NPR's weird science
My blood pressure ticked upward this morning as I lay in bed listening to NPR. They had a segment on the Dover, PA, Intelligent Design case. Problem is, they had Barbara Bradley-Hagerty, their religion correspondent, cover it, and in Maslov's science classroom, she gets low marks.
First, she repeated without qualification the creationists' mantra that "Evolution is a theory, not fact." This perpetuates the popular misunderstanding of what constitutes a scientific theory. Used colloquially, theory can mean "speculation" or "conjecture." But a theory, as scientists use the word, is a well-tested model that explains observed phenomena. All scientific facts are provisional, awaiting counterexample; a theory is the closest thing science has to a fact. New theories that have not faced much challenge are often thought of as weak, but theories such as Darwinian Evolution that have withstood close scrutiny over a long period of time are considered strong.
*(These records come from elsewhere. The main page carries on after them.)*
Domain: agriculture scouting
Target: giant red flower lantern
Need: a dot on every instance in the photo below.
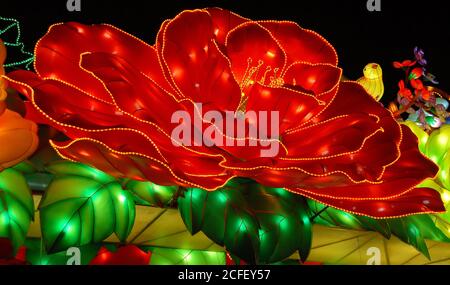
(113, 96)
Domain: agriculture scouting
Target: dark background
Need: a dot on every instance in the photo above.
(358, 35)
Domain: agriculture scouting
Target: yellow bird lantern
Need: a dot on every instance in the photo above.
(372, 80)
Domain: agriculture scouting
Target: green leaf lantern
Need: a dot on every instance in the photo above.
(83, 205)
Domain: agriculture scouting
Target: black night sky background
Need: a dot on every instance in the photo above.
(358, 35)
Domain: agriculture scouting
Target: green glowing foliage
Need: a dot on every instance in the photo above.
(328, 216)
(172, 256)
(151, 194)
(435, 146)
(83, 205)
(258, 224)
(16, 206)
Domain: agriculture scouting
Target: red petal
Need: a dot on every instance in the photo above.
(417, 84)
(133, 92)
(56, 101)
(251, 45)
(294, 107)
(300, 44)
(337, 136)
(317, 79)
(197, 67)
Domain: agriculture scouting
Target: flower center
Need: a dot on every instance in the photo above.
(253, 73)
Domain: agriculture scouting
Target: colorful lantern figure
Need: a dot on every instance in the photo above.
(114, 96)
(18, 137)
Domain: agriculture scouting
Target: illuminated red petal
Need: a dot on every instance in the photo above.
(251, 45)
(321, 80)
(197, 67)
(125, 255)
(294, 107)
(223, 22)
(137, 167)
(301, 45)
(418, 201)
(58, 54)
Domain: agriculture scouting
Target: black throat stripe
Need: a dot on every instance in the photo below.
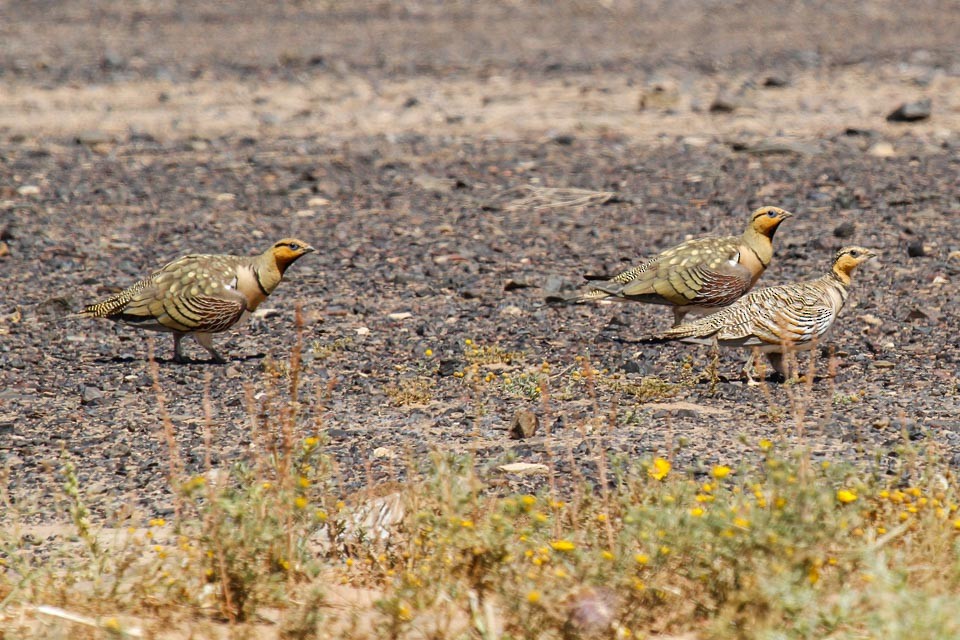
(754, 251)
(256, 275)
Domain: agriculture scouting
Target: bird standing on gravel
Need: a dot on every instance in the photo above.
(699, 275)
(200, 295)
(777, 319)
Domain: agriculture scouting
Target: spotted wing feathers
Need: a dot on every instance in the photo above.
(195, 293)
(795, 313)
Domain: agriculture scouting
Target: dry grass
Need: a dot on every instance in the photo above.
(270, 547)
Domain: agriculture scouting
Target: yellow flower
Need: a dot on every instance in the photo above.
(659, 469)
(721, 471)
(846, 496)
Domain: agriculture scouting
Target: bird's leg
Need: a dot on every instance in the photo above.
(206, 341)
(748, 369)
(777, 362)
(714, 365)
(178, 347)
(679, 313)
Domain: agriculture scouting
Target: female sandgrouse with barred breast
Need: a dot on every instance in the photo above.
(777, 319)
(699, 275)
(200, 295)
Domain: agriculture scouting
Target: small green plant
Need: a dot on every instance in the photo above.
(410, 391)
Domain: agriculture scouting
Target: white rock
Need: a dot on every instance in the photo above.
(524, 468)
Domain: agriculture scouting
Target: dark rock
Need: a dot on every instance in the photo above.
(632, 366)
(448, 367)
(845, 230)
(724, 103)
(90, 395)
(525, 424)
(912, 111)
(513, 285)
(776, 80)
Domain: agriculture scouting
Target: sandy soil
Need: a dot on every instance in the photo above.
(410, 144)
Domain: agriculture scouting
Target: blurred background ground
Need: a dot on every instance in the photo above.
(416, 145)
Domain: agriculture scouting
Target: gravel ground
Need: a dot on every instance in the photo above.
(436, 230)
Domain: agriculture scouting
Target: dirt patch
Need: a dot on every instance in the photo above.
(407, 167)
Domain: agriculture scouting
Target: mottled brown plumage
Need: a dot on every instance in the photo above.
(777, 319)
(200, 295)
(698, 275)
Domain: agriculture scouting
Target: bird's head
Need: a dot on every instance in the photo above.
(765, 220)
(285, 252)
(848, 258)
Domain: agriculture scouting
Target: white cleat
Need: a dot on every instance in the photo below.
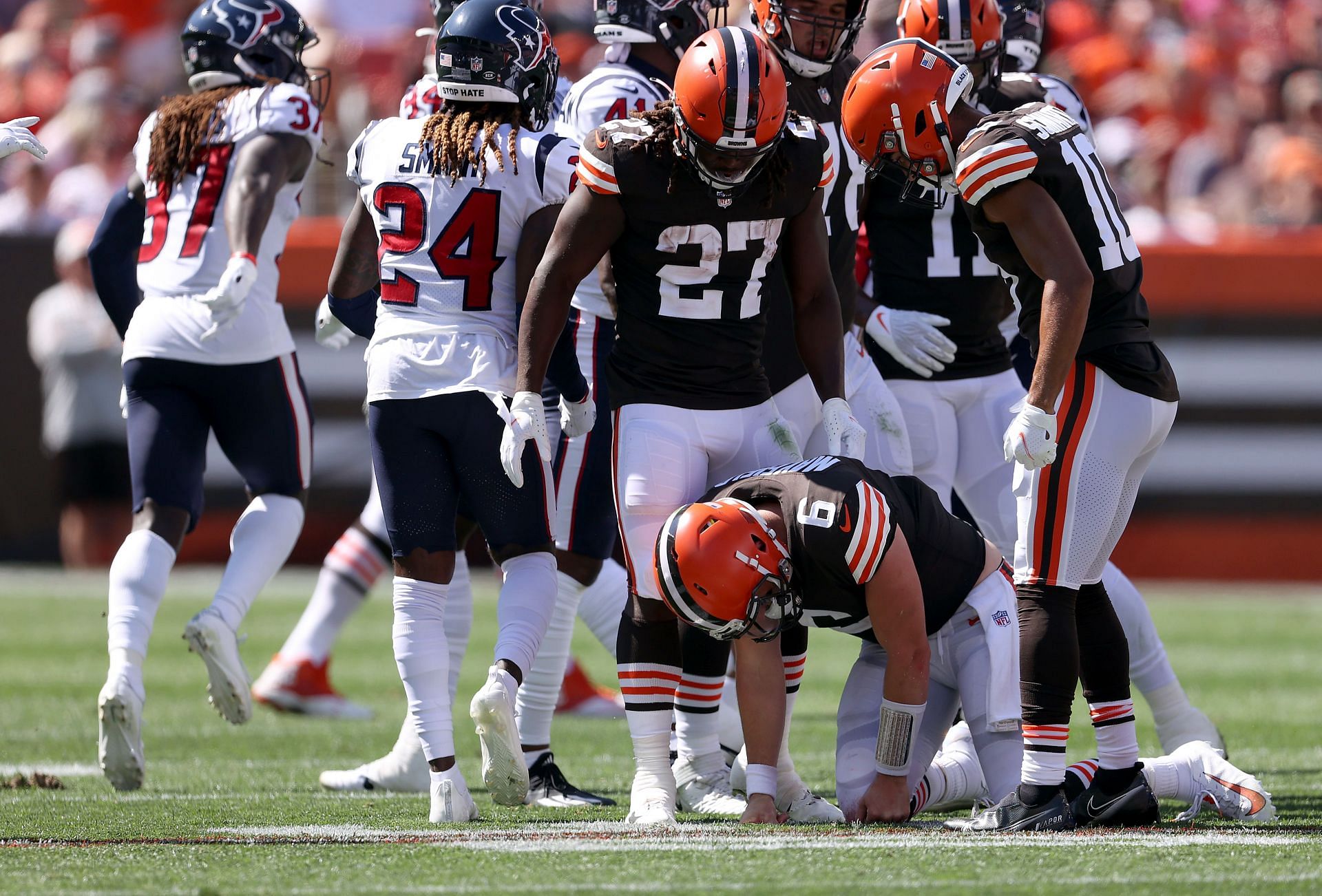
(228, 681)
(504, 769)
(702, 785)
(119, 743)
(1189, 727)
(451, 801)
(1232, 793)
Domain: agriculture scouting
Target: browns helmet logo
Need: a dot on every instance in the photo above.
(527, 32)
(246, 21)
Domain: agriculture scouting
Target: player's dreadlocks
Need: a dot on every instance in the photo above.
(452, 134)
(184, 126)
(661, 142)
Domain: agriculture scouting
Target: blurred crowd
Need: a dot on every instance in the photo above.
(1208, 113)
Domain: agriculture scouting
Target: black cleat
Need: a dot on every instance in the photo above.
(1011, 815)
(1133, 807)
(547, 787)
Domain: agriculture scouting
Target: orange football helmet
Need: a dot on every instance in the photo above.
(896, 116)
(720, 567)
(969, 31)
(730, 107)
(828, 39)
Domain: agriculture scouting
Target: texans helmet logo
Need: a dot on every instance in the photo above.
(527, 31)
(246, 21)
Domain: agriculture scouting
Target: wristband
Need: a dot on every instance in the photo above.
(895, 735)
(760, 779)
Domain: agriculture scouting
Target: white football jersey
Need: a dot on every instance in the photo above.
(187, 246)
(447, 319)
(610, 92)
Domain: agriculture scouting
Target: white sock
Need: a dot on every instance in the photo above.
(423, 661)
(138, 578)
(603, 601)
(1149, 666)
(541, 687)
(347, 575)
(260, 546)
(459, 620)
(525, 607)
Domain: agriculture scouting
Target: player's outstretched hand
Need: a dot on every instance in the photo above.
(525, 419)
(1031, 438)
(15, 136)
(330, 332)
(845, 436)
(227, 299)
(578, 418)
(762, 811)
(912, 339)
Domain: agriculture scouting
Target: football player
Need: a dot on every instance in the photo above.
(927, 261)
(217, 182)
(932, 603)
(694, 202)
(1041, 205)
(459, 206)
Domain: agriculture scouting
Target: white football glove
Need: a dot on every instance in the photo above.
(911, 339)
(578, 418)
(227, 299)
(15, 136)
(525, 419)
(330, 332)
(1031, 438)
(845, 436)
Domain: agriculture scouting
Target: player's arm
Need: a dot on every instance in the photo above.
(762, 703)
(587, 228)
(894, 600)
(356, 274)
(113, 254)
(1045, 239)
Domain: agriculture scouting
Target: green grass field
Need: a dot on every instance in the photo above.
(233, 811)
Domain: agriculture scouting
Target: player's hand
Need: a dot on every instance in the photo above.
(330, 332)
(524, 420)
(886, 800)
(227, 299)
(578, 418)
(912, 339)
(1031, 438)
(762, 811)
(845, 436)
(15, 136)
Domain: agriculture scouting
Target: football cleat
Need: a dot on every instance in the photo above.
(119, 742)
(702, 785)
(1224, 788)
(1135, 807)
(228, 681)
(1188, 727)
(451, 801)
(303, 686)
(1011, 815)
(580, 696)
(547, 787)
(504, 771)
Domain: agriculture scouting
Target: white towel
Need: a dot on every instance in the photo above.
(996, 604)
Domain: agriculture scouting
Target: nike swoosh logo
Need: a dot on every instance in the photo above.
(1255, 800)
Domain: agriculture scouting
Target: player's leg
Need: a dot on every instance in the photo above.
(297, 680)
(264, 423)
(419, 498)
(585, 537)
(517, 525)
(167, 449)
(659, 463)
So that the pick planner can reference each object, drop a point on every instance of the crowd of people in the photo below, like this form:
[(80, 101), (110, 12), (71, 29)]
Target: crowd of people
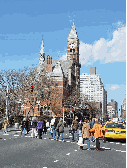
[(89, 130)]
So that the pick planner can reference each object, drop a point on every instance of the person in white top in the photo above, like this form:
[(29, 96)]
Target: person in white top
[(53, 132)]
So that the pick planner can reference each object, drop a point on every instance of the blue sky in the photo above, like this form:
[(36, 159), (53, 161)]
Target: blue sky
[(100, 25)]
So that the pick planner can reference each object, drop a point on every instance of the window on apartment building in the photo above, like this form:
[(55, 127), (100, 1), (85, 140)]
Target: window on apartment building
[(56, 84)]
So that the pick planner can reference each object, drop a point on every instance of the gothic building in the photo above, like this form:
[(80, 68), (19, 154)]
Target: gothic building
[(65, 73)]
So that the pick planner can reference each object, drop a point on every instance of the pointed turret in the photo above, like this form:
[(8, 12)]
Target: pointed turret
[(42, 54), (73, 33)]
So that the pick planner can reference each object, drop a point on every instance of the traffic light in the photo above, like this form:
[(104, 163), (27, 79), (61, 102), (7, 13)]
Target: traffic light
[(32, 88)]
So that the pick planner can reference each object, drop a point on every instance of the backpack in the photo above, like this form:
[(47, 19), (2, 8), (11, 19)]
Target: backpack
[(91, 125), (39, 125)]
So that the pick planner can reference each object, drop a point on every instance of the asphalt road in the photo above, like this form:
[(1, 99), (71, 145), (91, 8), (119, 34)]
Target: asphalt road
[(25, 152)]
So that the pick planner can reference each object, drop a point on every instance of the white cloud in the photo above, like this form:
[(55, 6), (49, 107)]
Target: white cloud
[(114, 87), (64, 57), (106, 51)]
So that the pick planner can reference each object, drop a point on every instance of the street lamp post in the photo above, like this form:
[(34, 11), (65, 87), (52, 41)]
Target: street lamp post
[(7, 103)]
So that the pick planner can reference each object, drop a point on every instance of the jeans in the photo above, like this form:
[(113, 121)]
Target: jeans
[(40, 133), (77, 132), (92, 138), (23, 130), (88, 142), (80, 133), (54, 132), (34, 132), (59, 135), (97, 144)]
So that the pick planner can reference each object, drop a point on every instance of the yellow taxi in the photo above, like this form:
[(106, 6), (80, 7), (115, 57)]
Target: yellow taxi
[(115, 130)]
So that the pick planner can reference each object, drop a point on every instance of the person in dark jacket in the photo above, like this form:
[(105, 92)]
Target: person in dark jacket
[(91, 126), (44, 128), (75, 129), (23, 126), (34, 127), (60, 130), (27, 126), (40, 125), (80, 127)]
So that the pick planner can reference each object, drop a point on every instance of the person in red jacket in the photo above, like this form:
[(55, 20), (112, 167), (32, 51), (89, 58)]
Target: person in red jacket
[(97, 130)]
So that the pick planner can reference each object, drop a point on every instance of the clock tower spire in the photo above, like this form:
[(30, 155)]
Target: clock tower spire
[(73, 45), (42, 54), (73, 54)]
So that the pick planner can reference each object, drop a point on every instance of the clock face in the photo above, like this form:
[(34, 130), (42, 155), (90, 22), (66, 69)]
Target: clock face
[(72, 45)]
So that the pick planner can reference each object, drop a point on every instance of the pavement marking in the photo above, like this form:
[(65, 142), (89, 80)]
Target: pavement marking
[(68, 154), (107, 148), (56, 160)]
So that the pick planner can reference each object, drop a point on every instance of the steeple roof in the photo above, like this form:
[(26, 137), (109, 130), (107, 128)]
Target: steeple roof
[(73, 33)]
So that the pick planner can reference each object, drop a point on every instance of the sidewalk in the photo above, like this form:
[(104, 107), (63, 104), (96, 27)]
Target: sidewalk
[(11, 129)]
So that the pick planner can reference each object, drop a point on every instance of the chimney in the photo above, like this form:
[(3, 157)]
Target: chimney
[(93, 70)]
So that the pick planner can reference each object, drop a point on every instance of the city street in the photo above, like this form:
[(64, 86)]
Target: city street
[(23, 151)]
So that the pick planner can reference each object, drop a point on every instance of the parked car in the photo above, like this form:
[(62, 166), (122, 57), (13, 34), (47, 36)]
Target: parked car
[(115, 131)]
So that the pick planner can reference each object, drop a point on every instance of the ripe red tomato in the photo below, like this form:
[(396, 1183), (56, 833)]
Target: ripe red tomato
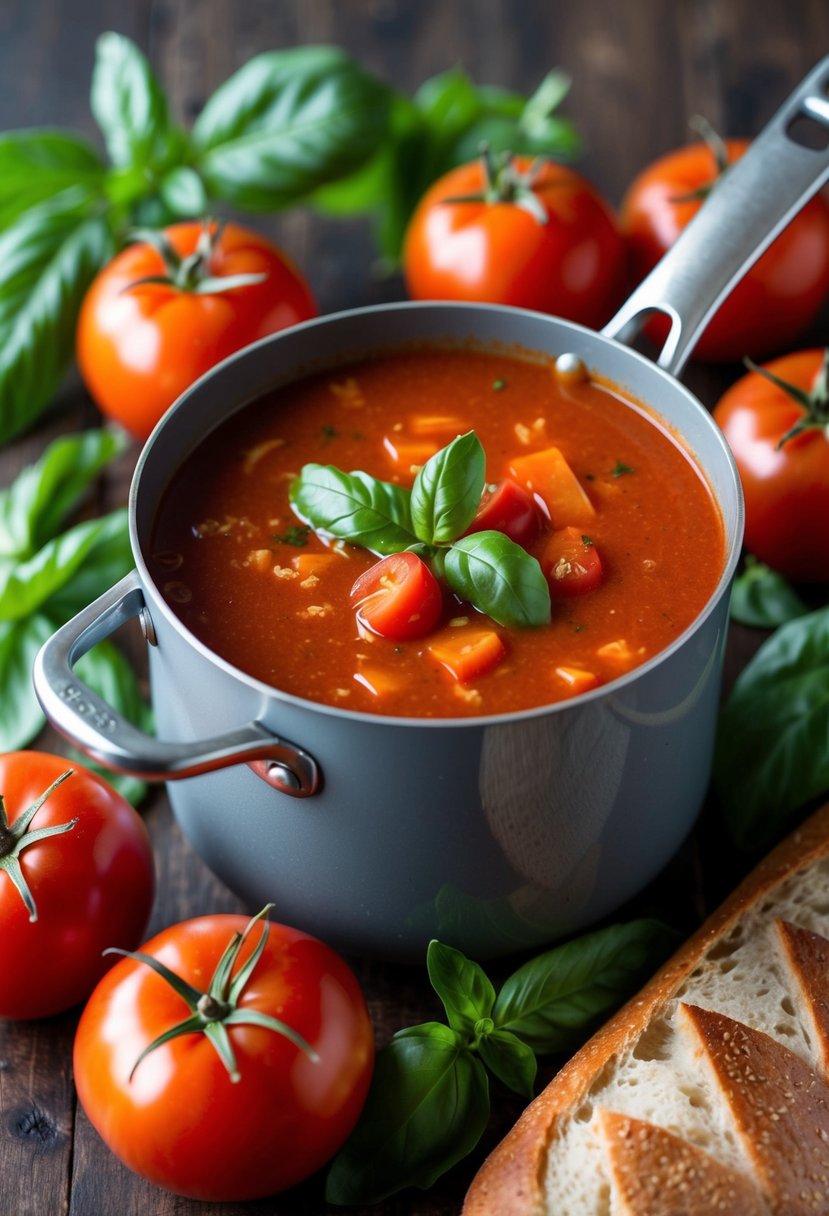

The other thing that annoyed me about the NPR piece is that a pollster was cited as having found that a majority of Americans support the teaching of both Intelligent Design and Darwinian Evolution in the classroom; therefore, Bradley-Hagerty suggested, teaching both "theories" constitutes good education. Wrong! Science is not a popularity contest. Intelligent Design asks questions that are not scientific in nature. It is not science, and it is not an appropriate subject for a science class, particularly if taught as a competing theory. The poll only demonstrates its respondents' ignorance on scientific matters.